Speaking at the GDPR Summit London, Ardi Kolah, Editor-in-Chief, Journal of Data Protection & Privacy, rammed home the message: GDPR is about trust and accountability.

The great novelist Graham Greene once wrote a spy thriller called ‘The Human Factor’ and a riveting read it was too. Today, speaking at the latest GDPR summit, Ardi Kolah began his talk by discussing the human factor in GDPR, he was not talking about spies, but then again, GDPR represents the opposite to that.

It is a mistake if your starting point, when looking at GDPR is fines or sanctions, he suggested.

To the contrary, he said, trust is the starting point. If they can create trust, companies can do more not less with personal data.

There are seven principles of data protection covered by GDPR, said Ardi.

He began by listing six of them:

• Lawfulness, fairness and transparency

• Purpose limitation

• Data minimisation

• Accuracy

• Retention

• Integrity and confidentiality

But, he argued that the most important of the seven is the data accountability principle: The Data Controller shall be responsible and must be able to demonstrate and verify compliance with GDPR.

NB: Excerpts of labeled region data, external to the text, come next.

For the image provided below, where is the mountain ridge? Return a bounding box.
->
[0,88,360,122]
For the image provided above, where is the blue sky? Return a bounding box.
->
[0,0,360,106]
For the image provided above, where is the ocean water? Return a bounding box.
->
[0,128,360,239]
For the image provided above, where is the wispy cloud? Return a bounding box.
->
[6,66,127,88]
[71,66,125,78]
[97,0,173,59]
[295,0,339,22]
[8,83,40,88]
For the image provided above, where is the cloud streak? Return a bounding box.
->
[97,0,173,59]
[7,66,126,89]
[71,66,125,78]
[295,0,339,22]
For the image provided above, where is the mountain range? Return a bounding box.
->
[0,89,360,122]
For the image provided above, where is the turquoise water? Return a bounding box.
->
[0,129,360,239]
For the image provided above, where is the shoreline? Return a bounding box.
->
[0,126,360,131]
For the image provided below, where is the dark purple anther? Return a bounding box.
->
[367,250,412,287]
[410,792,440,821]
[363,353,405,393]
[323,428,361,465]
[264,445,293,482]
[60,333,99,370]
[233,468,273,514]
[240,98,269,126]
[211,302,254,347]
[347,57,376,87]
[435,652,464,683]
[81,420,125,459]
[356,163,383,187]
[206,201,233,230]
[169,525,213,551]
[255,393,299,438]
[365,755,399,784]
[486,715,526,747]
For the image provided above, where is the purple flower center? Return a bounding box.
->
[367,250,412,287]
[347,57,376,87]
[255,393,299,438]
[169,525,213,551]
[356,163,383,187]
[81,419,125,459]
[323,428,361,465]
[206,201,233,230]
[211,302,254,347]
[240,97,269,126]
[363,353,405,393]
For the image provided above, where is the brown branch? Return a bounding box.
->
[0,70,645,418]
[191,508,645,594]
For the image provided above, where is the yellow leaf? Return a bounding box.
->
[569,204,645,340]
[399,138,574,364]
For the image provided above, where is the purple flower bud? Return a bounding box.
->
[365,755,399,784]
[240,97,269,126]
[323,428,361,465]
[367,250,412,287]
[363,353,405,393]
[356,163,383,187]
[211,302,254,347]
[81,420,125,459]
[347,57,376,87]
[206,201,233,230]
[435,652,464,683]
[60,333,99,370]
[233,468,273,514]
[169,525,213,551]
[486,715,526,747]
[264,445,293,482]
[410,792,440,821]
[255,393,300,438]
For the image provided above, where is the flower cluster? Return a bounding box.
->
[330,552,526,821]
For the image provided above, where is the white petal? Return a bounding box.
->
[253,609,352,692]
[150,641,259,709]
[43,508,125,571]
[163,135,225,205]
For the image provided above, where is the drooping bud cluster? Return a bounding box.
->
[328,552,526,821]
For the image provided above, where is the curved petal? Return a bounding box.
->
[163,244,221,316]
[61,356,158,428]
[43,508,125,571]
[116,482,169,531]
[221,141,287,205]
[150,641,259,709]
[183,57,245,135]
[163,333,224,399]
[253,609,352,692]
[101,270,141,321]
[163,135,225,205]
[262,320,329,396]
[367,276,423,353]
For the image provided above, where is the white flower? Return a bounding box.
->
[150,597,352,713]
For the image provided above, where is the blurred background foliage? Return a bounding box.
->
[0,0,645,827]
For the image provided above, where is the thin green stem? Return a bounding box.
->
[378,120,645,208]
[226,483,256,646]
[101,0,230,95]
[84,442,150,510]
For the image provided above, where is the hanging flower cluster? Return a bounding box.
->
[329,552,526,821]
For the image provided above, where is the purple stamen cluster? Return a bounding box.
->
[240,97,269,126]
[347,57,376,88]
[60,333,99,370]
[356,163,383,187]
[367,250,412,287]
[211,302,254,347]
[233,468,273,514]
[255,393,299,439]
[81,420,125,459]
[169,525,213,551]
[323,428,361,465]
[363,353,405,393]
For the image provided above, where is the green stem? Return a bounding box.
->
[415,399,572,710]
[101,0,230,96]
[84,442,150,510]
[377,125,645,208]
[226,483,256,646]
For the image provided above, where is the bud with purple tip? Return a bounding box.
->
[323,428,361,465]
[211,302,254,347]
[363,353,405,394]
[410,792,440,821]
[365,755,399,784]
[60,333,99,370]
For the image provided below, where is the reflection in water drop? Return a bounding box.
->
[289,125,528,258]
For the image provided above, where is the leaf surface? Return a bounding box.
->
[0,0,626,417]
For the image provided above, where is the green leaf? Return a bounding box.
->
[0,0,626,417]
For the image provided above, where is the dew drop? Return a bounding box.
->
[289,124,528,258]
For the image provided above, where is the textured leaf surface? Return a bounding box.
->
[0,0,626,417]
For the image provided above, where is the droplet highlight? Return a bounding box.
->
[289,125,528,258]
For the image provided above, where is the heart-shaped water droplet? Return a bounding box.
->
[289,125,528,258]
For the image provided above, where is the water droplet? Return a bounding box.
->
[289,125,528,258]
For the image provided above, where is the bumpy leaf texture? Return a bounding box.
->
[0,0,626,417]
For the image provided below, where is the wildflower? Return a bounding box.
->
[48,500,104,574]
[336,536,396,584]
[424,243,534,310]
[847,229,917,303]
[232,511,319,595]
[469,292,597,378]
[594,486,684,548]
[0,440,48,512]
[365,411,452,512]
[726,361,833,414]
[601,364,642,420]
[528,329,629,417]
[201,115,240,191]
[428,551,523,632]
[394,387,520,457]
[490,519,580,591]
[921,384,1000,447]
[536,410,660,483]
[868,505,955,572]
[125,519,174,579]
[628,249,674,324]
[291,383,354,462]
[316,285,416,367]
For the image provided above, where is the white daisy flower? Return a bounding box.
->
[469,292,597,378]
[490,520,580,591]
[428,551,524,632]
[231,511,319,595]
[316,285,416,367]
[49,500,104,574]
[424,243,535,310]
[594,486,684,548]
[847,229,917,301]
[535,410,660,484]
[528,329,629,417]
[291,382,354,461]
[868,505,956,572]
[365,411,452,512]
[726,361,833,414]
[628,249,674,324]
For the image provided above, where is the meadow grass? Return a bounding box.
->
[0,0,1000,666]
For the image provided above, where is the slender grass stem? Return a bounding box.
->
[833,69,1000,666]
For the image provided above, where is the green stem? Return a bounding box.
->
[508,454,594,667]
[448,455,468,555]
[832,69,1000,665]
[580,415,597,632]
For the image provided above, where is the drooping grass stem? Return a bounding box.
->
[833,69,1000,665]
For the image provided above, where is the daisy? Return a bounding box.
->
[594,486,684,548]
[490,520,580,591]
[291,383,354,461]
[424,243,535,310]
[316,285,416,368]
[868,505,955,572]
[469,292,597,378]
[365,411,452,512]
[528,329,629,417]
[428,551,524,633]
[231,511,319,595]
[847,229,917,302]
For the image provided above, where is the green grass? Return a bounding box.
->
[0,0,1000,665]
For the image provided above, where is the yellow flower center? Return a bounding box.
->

“The key is to have a plan, ”Ardi suggested. You can not eliminate risk altogether, but you can minimise it.

“You will have a data breach,” he said ominously. “But you need to have done enough to ensure a breach does minimal harm.” And you need evidence to show you have taken the necessary steps to minimise risk.

He then turned to the issue of consent versus legitimate interests. The risk associated with consent relates to how freely it is given - an employee may for example feel that have no choice but to give consent.

This is why “the vast majority of data will be held under legitimate interests,” said Ardi.

But Ardi reminded us that data that is held must be “adequate, limited and relevant and is necessary for the purposes for which it is processed.”

Legitimate interests also makes the need for a privacy agreement paramount.

But just remember, transparency is vital, and accountability is essential to ensure GDPR is given the priority it requires.